RTK's design philosophy is straightforward: don't do what the LLM can already do, only strip what the LLM doesn't need to see.

// Pseudocode: RTK's core processing pipeline
fn process_command(cmd: &str, output: &str) -> String {
    match cmd_type(cmd) {
        CmdType::GitStatus => compact_git_status(output),
        CmdType::TestRunner => failures_only(output),
        CmdType::FileList => group_by_dir(output),
        CmdType::Logs => deduplicate(output),
        CmdType::Build => errors_only(output),
        _ => heuristic_summary(output),
    }
}

RTK applies a different compression strategy for each command type:

  • git status — keeps only the modified file list, drops detailed staged/unstaged status notes
  • cargo test — shows only failing tests, passes get collapsed into a one-line summary
  • ls/find — groups by directory, shows filenames only, no permissions/sizes/dates
  • docker logs — removes duplicate lines, shows the first occurrence + a count
  • aws describe-* — strips metadata, keeps only key attributes (and auto-filters sensitive info)

The entire RTK binary compiles down to just a few megabytes, with startup overhead under 10ms — basically imperceptible.

Use Cases and Limitations

✅ Great Fit

  • Heavy AI coding assistant users: 4+ hours daily with Claude Code, Cursor, Gemini CLI
  • Multi-language projects: Rust/Go/Python/TypeScript mixed projects, all test runners covered
  • Team collaboration: unified token budgets, reduced LLM call costs in CI/CD
  • Cloud deployment: using AI tools in CI pipelines (pay-per-token)

⚠️ Things to Watch

  • Hooks only cover Bash calls: Claude Code's built-in tools don't pass through RTK
  • Over-compression can lose context: complex debugging may need --verbose for full output
  • Takes getting used to: shorter AI output means you may need to adjust how you prompt the AI

Summary

RTK is one of the most practical, immediately useful AI coding helper tools I've come across. No hype, no fancy UI — just a quiet Rust binary working in the background, saving you tokens and money every day.

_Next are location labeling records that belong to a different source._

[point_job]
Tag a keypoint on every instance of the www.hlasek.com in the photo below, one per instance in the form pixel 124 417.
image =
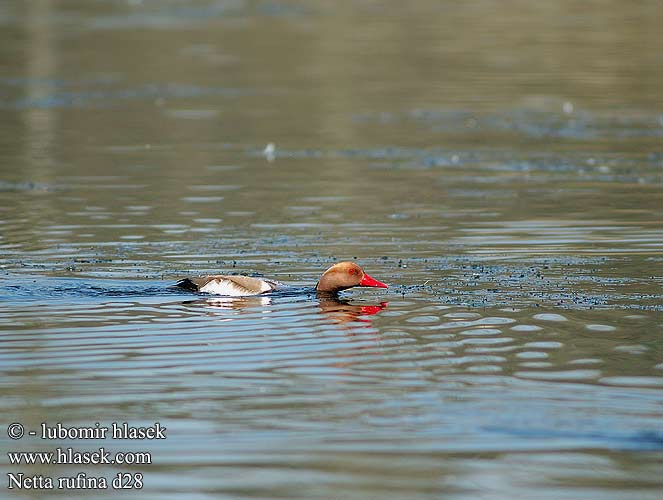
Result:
pixel 70 456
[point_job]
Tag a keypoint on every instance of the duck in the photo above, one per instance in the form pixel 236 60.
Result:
pixel 338 277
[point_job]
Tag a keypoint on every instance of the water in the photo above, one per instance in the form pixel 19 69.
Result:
pixel 500 168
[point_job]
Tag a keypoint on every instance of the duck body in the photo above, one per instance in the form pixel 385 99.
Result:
pixel 339 277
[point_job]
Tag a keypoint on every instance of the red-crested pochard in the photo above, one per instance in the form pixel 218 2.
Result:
pixel 339 277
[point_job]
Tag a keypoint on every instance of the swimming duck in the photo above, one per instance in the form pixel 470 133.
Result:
pixel 339 277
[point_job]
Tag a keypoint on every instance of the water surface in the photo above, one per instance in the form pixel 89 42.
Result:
pixel 499 168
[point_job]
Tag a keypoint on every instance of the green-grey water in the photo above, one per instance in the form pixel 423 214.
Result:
pixel 499 165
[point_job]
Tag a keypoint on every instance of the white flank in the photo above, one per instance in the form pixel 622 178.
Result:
pixel 229 288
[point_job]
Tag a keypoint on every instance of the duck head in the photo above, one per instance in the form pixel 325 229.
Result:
pixel 345 275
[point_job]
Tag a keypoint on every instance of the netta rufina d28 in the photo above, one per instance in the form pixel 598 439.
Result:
pixel 339 277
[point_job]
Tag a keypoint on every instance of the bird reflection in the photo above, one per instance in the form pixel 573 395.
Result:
pixel 342 311
pixel 338 311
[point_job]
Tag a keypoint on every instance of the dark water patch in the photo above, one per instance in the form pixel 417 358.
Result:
pixel 574 124
pixel 99 98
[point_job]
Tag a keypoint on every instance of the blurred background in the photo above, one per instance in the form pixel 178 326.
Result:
pixel 498 164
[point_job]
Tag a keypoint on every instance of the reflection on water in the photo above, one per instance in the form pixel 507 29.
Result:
pixel 499 165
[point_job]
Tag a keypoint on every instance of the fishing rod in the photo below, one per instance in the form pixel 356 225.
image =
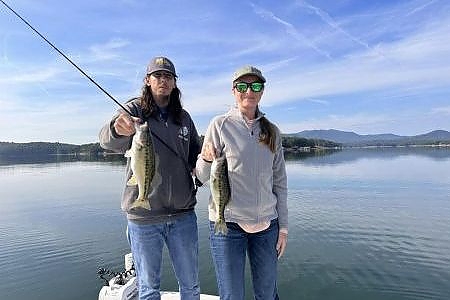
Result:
pixel 68 59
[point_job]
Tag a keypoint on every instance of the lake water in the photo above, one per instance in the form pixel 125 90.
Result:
pixel 364 224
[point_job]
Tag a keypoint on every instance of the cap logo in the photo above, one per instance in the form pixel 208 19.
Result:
pixel 161 61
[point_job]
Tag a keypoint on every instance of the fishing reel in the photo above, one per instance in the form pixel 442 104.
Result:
pixel 122 285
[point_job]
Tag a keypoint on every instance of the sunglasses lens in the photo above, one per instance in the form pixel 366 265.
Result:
pixel 242 87
pixel 256 86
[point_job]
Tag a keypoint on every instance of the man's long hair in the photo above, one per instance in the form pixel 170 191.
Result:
pixel 149 106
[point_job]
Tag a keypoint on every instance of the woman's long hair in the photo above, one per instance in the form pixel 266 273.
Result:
pixel 149 106
pixel 268 134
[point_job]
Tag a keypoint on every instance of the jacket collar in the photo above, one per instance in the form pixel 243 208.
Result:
pixel 236 113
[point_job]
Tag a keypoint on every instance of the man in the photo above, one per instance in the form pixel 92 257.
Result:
pixel 170 219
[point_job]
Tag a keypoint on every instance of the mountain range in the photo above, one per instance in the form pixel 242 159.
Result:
pixel 352 138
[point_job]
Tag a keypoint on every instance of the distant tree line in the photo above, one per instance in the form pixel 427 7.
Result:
pixel 94 149
pixel 44 148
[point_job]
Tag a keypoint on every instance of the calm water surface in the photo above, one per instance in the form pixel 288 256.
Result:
pixel 364 224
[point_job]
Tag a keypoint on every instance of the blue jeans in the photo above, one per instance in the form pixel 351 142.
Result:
pixel 181 238
pixel 229 252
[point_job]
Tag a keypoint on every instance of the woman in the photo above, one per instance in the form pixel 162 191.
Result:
pixel 168 217
pixel 256 215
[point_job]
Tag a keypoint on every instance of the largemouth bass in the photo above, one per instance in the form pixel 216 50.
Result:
pixel 220 191
pixel 143 164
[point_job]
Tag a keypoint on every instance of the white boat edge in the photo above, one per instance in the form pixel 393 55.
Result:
pixel 176 296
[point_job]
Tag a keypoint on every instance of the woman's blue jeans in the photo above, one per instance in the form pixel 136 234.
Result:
pixel 229 253
pixel 181 238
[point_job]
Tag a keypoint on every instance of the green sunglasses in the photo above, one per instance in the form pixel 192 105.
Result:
pixel 256 87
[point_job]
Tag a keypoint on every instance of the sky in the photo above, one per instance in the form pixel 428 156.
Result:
pixel 364 66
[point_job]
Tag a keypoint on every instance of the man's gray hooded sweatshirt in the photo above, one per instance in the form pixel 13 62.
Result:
pixel 175 195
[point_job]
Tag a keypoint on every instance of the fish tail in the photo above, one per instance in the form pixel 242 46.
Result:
pixel 220 227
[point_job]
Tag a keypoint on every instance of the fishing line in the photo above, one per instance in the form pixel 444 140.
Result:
pixel 68 59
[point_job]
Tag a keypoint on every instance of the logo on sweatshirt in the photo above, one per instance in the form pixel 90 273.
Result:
pixel 183 133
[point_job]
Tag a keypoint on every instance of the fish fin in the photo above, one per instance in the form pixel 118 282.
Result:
pixel 132 180
pixel 220 227
pixel 143 203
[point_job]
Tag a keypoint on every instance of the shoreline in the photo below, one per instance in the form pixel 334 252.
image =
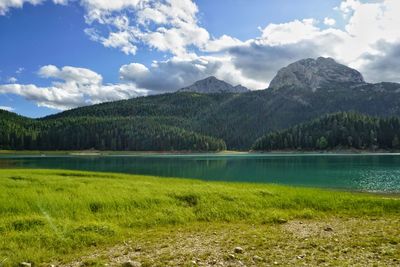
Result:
pixel 216 153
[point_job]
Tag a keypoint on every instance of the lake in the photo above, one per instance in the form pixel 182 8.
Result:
pixel 364 172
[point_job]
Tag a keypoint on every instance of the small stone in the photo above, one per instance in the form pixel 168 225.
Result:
pixel 238 250
pixel 282 221
pixel 131 264
pixel 257 258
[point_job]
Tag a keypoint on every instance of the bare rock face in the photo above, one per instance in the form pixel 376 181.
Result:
pixel 315 73
pixel 212 85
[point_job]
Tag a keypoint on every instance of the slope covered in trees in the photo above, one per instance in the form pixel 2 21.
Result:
pixel 340 130
pixel 239 119
pixel 103 133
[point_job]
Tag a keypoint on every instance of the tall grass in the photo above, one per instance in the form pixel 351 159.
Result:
pixel 55 214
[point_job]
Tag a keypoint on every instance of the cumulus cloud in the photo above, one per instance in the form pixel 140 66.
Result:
pixel 329 21
pixel 7 108
pixel 192 53
pixel 6 5
pixel 72 87
pixel 12 80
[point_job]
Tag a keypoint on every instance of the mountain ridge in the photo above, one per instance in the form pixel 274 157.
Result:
pixel 240 118
pixel 315 74
pixel 211 85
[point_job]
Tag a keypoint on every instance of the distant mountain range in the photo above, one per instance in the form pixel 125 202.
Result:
pixel 214 109
pixel 212 85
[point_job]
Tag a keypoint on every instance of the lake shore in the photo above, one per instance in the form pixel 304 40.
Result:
pixel 222 153
pixel 70 218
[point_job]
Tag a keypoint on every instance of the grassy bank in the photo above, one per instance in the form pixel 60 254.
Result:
pixel 54 216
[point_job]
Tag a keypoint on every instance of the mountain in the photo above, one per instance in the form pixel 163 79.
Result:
pixel 236 120
pixel 212 85
pixel 315 74
pixel 333 131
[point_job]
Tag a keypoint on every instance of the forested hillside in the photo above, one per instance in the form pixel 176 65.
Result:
pixel 336 131
pixel 103 133
pixel 239 119
pixel 194 120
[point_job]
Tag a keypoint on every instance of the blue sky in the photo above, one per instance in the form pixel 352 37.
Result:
pixel 57 55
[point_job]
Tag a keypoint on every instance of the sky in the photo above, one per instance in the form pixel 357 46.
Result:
pixel 62 54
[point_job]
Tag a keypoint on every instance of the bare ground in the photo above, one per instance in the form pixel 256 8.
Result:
pixel 329 242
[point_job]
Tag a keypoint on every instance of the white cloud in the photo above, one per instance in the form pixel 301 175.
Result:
pixel 19 70
pixel 6 5
pixel 12 80
pixel 369 41
pixel 329 21
pixel 73 87
pixel 7 108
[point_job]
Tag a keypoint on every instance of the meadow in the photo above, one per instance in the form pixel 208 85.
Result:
pixel 78 218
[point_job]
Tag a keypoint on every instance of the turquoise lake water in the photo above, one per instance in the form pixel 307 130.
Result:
pixel 367 172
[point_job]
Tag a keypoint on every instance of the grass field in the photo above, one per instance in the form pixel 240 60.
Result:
pixel 85 218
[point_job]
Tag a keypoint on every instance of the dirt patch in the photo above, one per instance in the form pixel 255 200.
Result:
pixel 331 242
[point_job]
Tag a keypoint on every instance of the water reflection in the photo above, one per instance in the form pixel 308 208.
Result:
pixel 355 172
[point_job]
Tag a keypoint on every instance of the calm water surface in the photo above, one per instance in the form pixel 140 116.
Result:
pixel 377 173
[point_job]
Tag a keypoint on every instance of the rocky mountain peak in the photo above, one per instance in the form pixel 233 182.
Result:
pixel 212 85
pixel 314 74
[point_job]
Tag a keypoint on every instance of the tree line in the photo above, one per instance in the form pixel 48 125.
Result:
pixel 112 133
pixel 342 130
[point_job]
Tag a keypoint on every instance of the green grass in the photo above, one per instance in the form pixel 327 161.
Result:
pixel 57 215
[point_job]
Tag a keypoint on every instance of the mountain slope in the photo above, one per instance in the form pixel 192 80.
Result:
pixel 315 73
pixel 239 119
pixel 212 85
pixel 103 133
pixel 341 130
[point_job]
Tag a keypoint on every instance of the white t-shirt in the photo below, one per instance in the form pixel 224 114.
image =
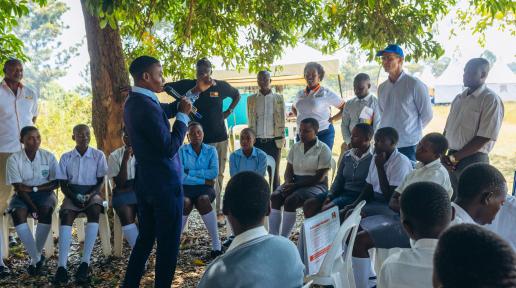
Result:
pixel 16 112
pixel 397 167
pixel 316 104
pixel 306 164
pixel 41 170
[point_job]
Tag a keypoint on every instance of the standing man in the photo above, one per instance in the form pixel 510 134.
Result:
pixel 209 105
pixel 474 121
pixel 266 115
pixel 404 102
pixel 158 181
pixel 18 108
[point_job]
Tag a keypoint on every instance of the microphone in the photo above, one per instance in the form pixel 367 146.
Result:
pixel 172 92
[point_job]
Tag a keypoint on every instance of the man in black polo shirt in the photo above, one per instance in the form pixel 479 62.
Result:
pixel 209 105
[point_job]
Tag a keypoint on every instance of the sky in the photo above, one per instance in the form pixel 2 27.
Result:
pixel 463 45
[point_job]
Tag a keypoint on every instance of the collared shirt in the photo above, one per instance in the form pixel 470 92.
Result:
pixel 356 111
pixel 409 268
pixel 247 236
pixel 316 104
pixel 433 172
pixel 406 107
pixel 202 167
pixel 306 164
pixel 478 114
pixel 397 167
pixel 461 216
pixel 16 112
pixel 115 163
pixel 264 115
pixel 82 170
pixel 256 162
pixel 31 173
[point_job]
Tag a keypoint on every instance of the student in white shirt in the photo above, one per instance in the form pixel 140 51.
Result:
pixel 470 256
pixel 305 178
pixel 32 172
pixel 425 212
pixel 121 169
pixel 80 174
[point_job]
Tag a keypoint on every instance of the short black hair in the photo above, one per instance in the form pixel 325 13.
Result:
pixel 360 77
pixel 247 198
pixel 468 255
pixel 317 66
pixel 366 130
pixel 313 122
pixel 26 130
pixel 478 179
pixel 438 142
pixel 389 133
pixel 427 206
pixel 141 65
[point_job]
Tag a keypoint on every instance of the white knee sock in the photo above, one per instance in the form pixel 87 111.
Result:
pixel 65 240
pixel 274 221
pixel 210 220
pixel 91 231
pixel 42 231
pixel 130 233
pixel 28 241
pixel 361 267
pixel 289 219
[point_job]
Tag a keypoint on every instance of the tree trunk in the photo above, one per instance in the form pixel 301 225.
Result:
pixel 108 74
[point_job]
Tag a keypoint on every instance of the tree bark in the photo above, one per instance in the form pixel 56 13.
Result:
pixel 108 75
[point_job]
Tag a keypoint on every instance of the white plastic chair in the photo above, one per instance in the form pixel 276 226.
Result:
pixel 335 270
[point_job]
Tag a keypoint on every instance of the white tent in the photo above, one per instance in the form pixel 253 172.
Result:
pixel 287 70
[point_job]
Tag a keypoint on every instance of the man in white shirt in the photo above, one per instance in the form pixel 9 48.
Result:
pixel 255 258
pixel 425 213
pixel 404 102
pixel 474 121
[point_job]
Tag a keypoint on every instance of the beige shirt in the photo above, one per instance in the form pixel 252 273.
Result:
pixel 16 112
pixel 478 114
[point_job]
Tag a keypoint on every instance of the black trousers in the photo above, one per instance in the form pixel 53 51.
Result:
pixel 268 145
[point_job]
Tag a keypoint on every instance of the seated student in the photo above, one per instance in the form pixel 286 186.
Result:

30 seconds to install, permanent benefits. That's the open-source spirit — solving real pain points with minimal code.

Get started:

brew install rtk      # macOS
rtk init -g           # Enable Claude Code integration
# Restart Claude Code and start enjoying token savings

If your AI coding tool runs dozens or hundreds of commands every day, RTK is absolutely worth trying. 68K+ GitHub Stars already prove its value — now it's your turn.